I zip tied a piece of plywood onto the back wall for temp use. And you can see the flyball matting cut to size on the floor:


















I also got the top piece of aluminum cut to size:


----------



## awmp (Feb 20, 2013)

Make sure you keep us up to date, would love to see the finished product.


----------



## Lin (Jul 3, 2007)

So will this one be much shorter height wise? Since your wood one followed the car ceiling?


----------



## wildo (Jul 27, 2006)

Lin said:


> So will this one be much shorter height wise? Since your wood one followed the car ceiling?


I'm not entirely sure, Lin. I think this one is maybe a bit taller. Yes, the kennel in the Mazda went to the ceiling, however- it was also on a raised platform. This one is low, sitting on the car's floor. I have 29" of vertical clearance in this kennel.


----------



## CroMacster (Oct 23, 2013)

Any updates?


----------



## 2Kool4SkoolKiid (Jun 29, 2015)

How much did you spend on the metal fames ?


----------



## wildo (Jul 27, 2006)

2Kool4SkoolKiid said:


> How much did you spend on the metal fames ?


About $110 in steel, if memory serves.


----------



## wildo (Jul 27, 2006)

wildo said:


> About $110 in steel, if memory serves.


The aluminum was another $150 or so.


----------



## 2Kool4SkoolKiid (Jun 29, 2015)

wildo said:


> About $110 in steel, if memory serves.


$260 is really good, compared to 2k for a k9 crate


----------



## wildo (Jul 27, 2006)

2Kool4SkoolKiid said:


> $260 is really good, compared to 2k for a k9 crate


That's why I DIY.


----------



## wildo (Jul 27, 2006)

CroMacster said:


> Any updates?


Sure.

I added a front gate to the front wall









It can open too









Everything got painted









I had the idea to put down some sound insulation to buffer road noise









...I did do that, but I wrapped the insulation in plastic first to protect from moisture. Notice I also added 1/8" thick weather stripping to the floor section in order to give the aluminum kennel floor at least a semblance of shock isolation.









Installed:




































At some point in time I'll probably add doors. But for now, the car doors work perfectly well. This project is basically considered complete.


----------



## charger (Jan 29, 2008)

Noticed the shaved patches on your pups legs, hope everything is okay.
Nice job on the cage!


----------



## sweetGSD (Sep 19, 2011)

That's really nice!


----------



## CroMacster (Oct 23, 2013)

Looking good. I just started on my own last night. Will be a similar backseat replacement.

I like your sliding gate. What did you use for the sliding mechanism?


----------



## wildo (Jul 27, 2006)

CroMacster said:


> Looking good. I just started on my own last night. Will be a similar backseat replacement.
> 
> I like your sliding gate.

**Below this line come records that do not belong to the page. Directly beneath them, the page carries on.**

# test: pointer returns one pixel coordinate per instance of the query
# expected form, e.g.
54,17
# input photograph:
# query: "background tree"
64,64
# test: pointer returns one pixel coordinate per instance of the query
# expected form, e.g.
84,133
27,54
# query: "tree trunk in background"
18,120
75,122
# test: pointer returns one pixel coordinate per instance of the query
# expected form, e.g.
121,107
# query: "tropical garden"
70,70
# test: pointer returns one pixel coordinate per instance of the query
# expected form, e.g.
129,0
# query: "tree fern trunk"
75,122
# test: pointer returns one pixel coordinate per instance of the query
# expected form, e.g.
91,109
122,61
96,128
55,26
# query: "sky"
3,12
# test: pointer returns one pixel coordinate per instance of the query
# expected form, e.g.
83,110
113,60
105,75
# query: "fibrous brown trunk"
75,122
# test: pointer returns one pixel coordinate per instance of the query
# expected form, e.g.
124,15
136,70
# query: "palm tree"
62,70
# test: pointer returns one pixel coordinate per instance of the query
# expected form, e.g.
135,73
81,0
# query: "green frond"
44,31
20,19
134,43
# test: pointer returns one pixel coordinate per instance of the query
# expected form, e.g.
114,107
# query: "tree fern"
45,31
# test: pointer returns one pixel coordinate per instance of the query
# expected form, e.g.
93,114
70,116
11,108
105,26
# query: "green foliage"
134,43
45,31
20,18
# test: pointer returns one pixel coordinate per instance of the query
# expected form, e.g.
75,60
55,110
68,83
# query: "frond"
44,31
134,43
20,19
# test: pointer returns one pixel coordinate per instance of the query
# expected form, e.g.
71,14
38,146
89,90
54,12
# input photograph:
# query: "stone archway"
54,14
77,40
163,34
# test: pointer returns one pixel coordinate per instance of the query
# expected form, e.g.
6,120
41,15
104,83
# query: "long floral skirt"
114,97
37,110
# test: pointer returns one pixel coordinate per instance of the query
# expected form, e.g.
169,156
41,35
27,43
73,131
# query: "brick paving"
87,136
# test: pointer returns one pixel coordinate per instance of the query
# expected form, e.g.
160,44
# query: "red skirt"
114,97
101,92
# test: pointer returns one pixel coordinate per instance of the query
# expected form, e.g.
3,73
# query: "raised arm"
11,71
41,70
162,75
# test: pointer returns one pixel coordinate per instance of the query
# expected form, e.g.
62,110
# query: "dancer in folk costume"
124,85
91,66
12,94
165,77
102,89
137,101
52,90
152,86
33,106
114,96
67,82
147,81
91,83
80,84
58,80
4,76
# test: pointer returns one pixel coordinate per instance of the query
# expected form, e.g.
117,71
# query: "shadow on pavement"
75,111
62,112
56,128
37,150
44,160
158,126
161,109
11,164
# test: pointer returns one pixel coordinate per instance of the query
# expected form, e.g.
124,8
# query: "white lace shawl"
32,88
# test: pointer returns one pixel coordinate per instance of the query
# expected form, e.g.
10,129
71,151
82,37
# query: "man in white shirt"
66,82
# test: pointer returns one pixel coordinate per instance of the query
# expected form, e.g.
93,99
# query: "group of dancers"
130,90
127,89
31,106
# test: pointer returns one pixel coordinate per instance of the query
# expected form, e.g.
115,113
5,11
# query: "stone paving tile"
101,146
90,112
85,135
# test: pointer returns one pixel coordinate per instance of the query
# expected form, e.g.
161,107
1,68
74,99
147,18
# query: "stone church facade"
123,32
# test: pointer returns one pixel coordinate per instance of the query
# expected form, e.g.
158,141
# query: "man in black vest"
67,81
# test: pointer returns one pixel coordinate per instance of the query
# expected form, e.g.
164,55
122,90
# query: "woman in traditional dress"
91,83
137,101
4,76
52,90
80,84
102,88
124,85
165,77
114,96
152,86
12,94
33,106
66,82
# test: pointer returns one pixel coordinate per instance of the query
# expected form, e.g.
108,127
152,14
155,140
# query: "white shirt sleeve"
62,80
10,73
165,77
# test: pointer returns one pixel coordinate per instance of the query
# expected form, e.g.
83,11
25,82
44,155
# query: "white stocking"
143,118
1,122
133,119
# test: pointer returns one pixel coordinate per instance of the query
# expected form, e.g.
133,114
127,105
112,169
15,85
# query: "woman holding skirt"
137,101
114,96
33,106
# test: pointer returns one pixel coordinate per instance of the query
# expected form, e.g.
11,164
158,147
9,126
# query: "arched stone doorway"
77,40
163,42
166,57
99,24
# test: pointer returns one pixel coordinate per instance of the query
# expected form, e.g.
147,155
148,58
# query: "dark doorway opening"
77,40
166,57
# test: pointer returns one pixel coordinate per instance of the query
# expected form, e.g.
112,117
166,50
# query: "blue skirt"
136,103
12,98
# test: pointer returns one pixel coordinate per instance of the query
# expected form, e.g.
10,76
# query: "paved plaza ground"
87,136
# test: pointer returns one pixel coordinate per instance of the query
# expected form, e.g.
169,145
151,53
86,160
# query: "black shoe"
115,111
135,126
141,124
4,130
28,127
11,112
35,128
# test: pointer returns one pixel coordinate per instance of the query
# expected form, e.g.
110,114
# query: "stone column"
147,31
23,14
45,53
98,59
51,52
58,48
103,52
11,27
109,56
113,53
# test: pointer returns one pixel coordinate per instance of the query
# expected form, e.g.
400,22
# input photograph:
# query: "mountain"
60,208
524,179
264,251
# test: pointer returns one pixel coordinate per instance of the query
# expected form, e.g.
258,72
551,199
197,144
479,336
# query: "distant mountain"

What did you use for the sliding mechanism?


Just drawer slides. They work fine, but in the open position they rattle a bit. At first the detent of the drawer slides (closed position) held the gate closed, but with time and use it loosened up and turning a corner would allow the gate to slide open (or closed). Therefore, I've recently added a latch.



















Post pics of your build...


----------